Here is a case where the Court clearly did the right thing.  In December of 1998, Mary Ingham, a brittle-boned cane-carrying diabetic, who is physically disabled, called the Luxor Cab Company for a ride.  Traffic was heavy that morning, and the cab driver grew frustrated and eventually ordered Ms. Ingham to pay for that part of the ride that had been completed; however, he told her to exit his cab so he could get to his coffee shop and meet his friends.  This was a full two blocks from the dentist’s office she was attempting to visit.  Ms. Ingham claims in her lawsuit that she begged the driver to take her the remaining two blocks, as she could not climb this hilly street in San Francisco.  According to the law suit, Ms. Ingham’s request was refused, she was ordered out of the cab, she attempted to walk up the hill to the dentist’s office, but lost her balance and fell, resulting in her fracturing her hip. 

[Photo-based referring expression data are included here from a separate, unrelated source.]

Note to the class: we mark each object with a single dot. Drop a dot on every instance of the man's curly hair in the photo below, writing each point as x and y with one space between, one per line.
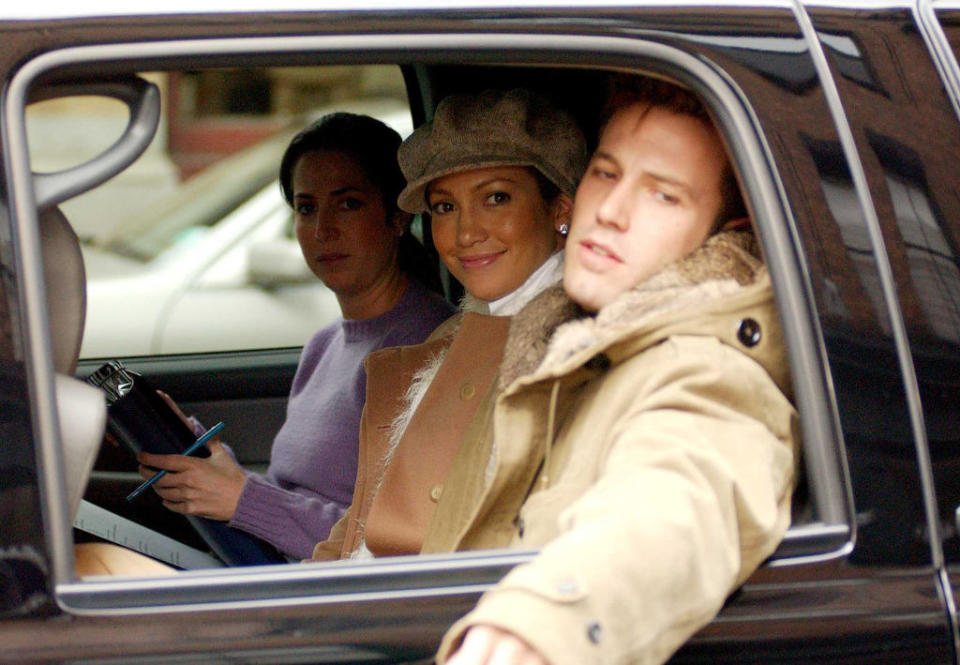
628 89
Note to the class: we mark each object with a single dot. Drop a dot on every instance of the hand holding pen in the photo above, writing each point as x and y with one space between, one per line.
202 486
206 436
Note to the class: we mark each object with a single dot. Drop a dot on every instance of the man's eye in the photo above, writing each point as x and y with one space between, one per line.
664 197
497 198
603 174
441 207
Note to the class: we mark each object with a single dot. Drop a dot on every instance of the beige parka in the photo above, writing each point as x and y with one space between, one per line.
648 450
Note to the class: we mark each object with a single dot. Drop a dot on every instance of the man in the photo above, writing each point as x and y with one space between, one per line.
644 438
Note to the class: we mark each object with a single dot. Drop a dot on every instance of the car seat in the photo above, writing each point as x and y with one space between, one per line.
81 408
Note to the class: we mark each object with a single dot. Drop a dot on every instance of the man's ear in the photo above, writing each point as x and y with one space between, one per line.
400 221
738 224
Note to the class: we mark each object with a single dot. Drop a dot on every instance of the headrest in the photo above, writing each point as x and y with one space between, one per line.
65 279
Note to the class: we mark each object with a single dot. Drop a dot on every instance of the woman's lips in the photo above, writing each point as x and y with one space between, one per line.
330 258
478 260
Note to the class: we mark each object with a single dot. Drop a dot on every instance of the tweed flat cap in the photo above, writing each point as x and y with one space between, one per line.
492 128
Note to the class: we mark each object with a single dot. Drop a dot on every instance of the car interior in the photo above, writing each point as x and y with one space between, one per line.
247 387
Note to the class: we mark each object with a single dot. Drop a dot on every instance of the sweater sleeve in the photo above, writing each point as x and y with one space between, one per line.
293 521
693 494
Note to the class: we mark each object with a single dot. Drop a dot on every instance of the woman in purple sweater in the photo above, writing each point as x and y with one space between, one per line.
340 176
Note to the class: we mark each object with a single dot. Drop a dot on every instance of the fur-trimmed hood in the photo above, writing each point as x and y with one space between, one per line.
708 292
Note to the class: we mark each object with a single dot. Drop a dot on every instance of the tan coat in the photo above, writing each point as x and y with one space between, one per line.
392 507
649 452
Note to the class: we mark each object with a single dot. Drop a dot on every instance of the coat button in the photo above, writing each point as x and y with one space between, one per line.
594 633
599 362
749 332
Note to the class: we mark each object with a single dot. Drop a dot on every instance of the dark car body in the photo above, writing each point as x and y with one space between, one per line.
842 120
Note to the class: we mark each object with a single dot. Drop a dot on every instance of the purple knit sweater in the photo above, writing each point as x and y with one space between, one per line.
313 462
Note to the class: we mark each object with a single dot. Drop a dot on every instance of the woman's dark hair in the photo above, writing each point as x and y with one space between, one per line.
373 145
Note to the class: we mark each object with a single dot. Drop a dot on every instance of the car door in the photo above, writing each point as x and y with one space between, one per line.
855 579
937 352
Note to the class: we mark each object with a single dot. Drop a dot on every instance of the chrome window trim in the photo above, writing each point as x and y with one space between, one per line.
778 235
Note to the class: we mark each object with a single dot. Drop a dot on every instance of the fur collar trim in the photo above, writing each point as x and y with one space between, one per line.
552 328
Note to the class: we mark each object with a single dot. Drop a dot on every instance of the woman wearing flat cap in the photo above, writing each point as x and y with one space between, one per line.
497 172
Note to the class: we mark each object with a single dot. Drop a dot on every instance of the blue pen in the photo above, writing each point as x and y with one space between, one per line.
206 436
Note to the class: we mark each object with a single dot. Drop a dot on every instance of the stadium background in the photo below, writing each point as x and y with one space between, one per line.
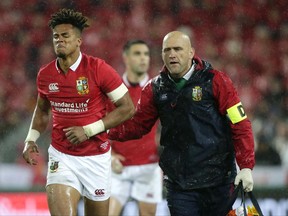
246 39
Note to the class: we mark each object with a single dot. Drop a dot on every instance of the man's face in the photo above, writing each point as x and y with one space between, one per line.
177 55
137 59
66 40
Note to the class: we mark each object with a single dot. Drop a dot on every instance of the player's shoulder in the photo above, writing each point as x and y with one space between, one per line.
48 67
89 59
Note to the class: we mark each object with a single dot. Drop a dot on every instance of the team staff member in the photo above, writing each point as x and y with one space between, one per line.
75 87
136 173
204 127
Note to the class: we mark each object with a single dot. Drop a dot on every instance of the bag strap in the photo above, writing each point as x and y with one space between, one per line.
233 198
253 200
255 203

This case was initially thrown out by the San Francisco Superior Court judge, indicating that there was no contractual obligation for the taxi driver to take her to a designated place.  As they say in the NFL, “upon further review” the appellate court overturned the trial court decision, indicating that a contractual relationship had been formed, and that Ms. Ingham could sue for breach of contract.  The court also indicated that she could further sue for negligent infliction of emotional distress. 


In its research, the Court of Appeal could find no similar case in California, so the justices turned to a 1991 case in Illinois, in which a cab driver got lost and then got frustrated and ordered the woman passenger out of the cab.  She then proceeded to fall on an icy sidewalk and suffer injury.  The California Appellate Court adopted the Illinois view, which held that “plaintiff was wrongfully ejected at a location of defendant’s choosing, subjecting her to the very perils she sought to avoid by engaging their services.” 

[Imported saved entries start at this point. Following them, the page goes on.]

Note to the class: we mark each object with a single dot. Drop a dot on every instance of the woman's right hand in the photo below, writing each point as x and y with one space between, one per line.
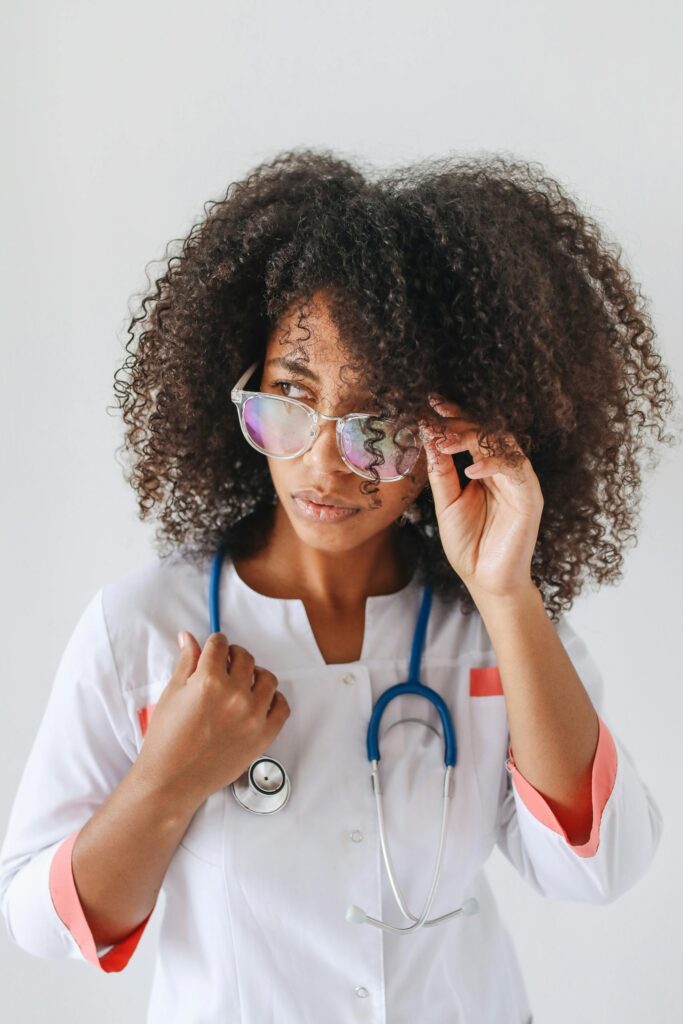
211 721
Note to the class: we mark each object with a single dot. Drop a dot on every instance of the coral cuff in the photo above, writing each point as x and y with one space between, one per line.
604 774
68 905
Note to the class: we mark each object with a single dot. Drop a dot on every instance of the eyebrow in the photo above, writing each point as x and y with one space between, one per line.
295 367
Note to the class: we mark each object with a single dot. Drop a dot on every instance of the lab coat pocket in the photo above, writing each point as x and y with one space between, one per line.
488 729
203 836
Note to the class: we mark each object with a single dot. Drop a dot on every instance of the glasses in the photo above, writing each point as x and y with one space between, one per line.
285 428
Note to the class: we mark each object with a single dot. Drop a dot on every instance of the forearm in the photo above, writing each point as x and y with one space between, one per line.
553 724
121 855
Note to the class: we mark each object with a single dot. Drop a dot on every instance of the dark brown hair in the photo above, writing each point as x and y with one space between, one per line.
476 278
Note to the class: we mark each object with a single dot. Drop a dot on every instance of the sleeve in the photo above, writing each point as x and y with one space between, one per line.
626 825
83 749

Ms. Ingham’s case will now be able to go forward, and she can take her claim before a jury.  This is clearly the right decision.  Foreseeability is a major concept in tort law or personal injury law, and it clearly was foreseeable that Ms. Ingham would suffer this injury when the taxi driver decided that getting to his coffee shop on time was more important than getting Ms. Ingham to the dentist.  They made an agreement; he picked her up at one destination and was to take her to a second destination.  Hopefully, the Luxor Cab Company and their drivers will learn from this that a deal is a deal.  For that matter, not only is a deal a deal, but it is extraordinarily irresponsible to eject a physically disabled woman from a taxi cab and tell her she’s got to walk two blocks including the climbing of a hill to get to her dentist.  It should be pretty clear to the cab driver that the reason she called for the cab in the first place was that she could not make the walk.  An agreement was made, the driver breached his contractual obligation and now the cab company will be on the hook for the damages. 

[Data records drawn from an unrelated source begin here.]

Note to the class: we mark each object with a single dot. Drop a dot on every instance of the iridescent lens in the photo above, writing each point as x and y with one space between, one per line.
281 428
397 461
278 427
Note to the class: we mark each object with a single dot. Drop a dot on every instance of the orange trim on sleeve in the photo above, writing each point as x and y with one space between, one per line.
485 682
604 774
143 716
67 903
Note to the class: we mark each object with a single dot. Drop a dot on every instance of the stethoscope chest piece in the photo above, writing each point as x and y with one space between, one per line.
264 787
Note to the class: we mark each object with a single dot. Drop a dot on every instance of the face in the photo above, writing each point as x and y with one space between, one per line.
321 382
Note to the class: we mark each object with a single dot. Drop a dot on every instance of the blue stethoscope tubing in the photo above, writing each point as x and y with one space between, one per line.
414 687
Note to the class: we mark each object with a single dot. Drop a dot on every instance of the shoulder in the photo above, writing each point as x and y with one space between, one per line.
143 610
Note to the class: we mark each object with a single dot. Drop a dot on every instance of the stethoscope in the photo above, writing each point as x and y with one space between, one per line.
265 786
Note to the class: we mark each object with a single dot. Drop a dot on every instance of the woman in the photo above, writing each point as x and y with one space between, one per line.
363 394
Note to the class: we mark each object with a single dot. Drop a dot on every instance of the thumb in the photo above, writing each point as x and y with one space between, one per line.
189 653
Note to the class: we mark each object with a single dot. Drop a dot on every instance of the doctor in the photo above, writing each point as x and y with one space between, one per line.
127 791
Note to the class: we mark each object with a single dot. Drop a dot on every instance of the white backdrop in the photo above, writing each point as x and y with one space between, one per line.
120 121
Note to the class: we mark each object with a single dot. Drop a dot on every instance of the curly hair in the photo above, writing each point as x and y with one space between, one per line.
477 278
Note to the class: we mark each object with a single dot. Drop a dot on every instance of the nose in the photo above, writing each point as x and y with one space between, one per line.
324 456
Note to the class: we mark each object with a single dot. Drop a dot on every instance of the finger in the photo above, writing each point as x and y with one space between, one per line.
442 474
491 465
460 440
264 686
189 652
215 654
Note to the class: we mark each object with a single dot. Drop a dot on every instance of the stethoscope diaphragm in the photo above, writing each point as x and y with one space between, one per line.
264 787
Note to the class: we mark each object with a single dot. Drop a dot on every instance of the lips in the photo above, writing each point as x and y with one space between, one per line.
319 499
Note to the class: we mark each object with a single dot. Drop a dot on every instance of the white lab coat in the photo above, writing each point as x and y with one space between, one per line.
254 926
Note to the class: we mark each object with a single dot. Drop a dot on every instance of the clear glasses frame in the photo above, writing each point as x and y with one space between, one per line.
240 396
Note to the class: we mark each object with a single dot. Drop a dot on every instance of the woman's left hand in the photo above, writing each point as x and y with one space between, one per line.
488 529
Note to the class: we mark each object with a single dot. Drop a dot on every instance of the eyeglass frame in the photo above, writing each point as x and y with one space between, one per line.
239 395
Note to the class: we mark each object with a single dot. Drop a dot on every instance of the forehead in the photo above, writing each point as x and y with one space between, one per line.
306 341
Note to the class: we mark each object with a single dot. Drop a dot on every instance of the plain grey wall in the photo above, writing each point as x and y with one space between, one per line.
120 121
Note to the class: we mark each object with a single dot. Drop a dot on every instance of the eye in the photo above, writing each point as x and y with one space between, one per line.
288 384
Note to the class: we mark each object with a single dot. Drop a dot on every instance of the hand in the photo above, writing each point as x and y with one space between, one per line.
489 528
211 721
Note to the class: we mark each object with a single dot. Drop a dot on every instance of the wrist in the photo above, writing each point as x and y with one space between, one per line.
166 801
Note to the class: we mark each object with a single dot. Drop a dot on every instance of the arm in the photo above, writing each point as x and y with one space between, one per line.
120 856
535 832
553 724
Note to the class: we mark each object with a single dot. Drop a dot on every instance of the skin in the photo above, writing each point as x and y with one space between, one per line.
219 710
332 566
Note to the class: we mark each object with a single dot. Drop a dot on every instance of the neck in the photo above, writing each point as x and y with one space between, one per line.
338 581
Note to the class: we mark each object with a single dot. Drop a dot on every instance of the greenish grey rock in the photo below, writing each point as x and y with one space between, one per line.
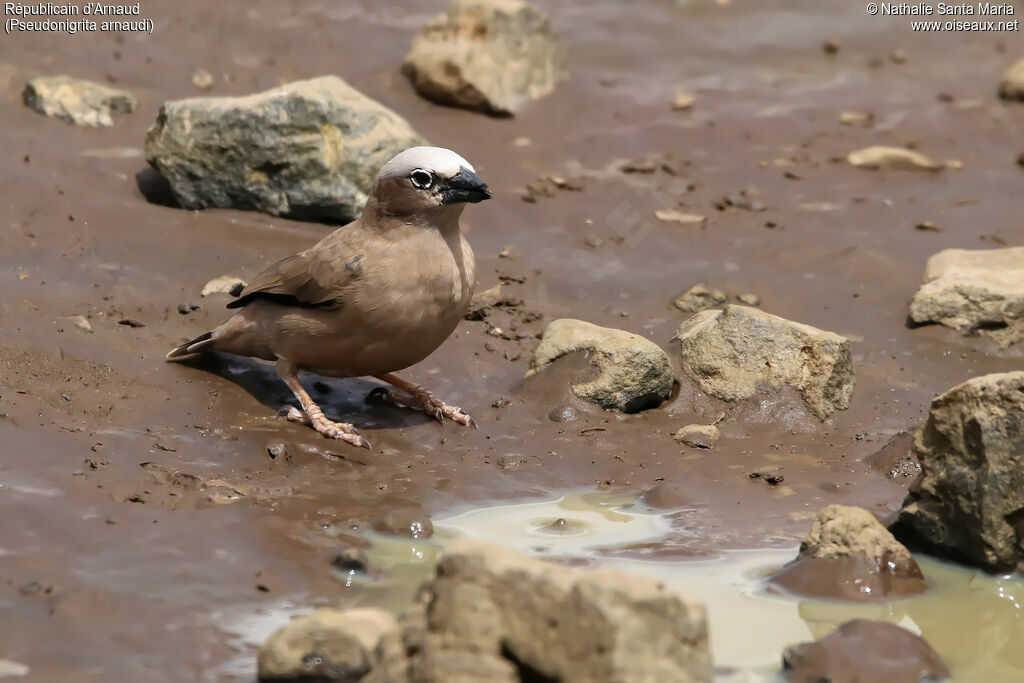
308 150
974 291
487 55
78 101
359 644
969 502
731 353
634 372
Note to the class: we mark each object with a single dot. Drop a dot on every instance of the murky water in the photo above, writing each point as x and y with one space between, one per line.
973 620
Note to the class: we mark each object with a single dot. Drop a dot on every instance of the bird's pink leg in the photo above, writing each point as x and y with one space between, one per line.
311 413
417 396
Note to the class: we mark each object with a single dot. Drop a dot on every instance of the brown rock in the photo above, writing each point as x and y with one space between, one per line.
849 555
863 650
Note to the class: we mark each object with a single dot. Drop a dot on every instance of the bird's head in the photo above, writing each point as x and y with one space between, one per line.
425 179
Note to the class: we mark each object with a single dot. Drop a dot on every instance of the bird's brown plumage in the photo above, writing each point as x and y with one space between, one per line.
373 297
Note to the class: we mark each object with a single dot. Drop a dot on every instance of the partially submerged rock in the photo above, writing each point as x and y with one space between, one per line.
697 436
492 614
974 291
699 297
79 101
635 373
892 158
849 555
487 55
308 150
734 351
864 650
333 645
969 502
1012 84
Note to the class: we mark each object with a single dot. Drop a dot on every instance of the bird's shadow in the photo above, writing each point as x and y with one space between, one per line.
342 400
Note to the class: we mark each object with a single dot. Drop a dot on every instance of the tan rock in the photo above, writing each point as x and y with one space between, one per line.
974 291
635 373
487 55
734 351
79 101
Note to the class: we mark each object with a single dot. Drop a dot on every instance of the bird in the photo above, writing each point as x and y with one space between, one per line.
370 299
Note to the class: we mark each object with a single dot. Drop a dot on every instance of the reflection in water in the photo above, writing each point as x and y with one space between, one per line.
972 620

It’s cases like this that really leave me wondering about people.  What was the cab driver thinking?  How could he be so cold-hearted?  How could he possibly order this brittle-boned woman out of his cab?  I hope the jury hits this cab company hard, and that a message is sent to all owners of busses, limousines, boats, taxis, and all other “common carriers” that it is important to honor your agreement.  The cab driver must drop the individual off where it is convenient for the individual, not for the cabbie.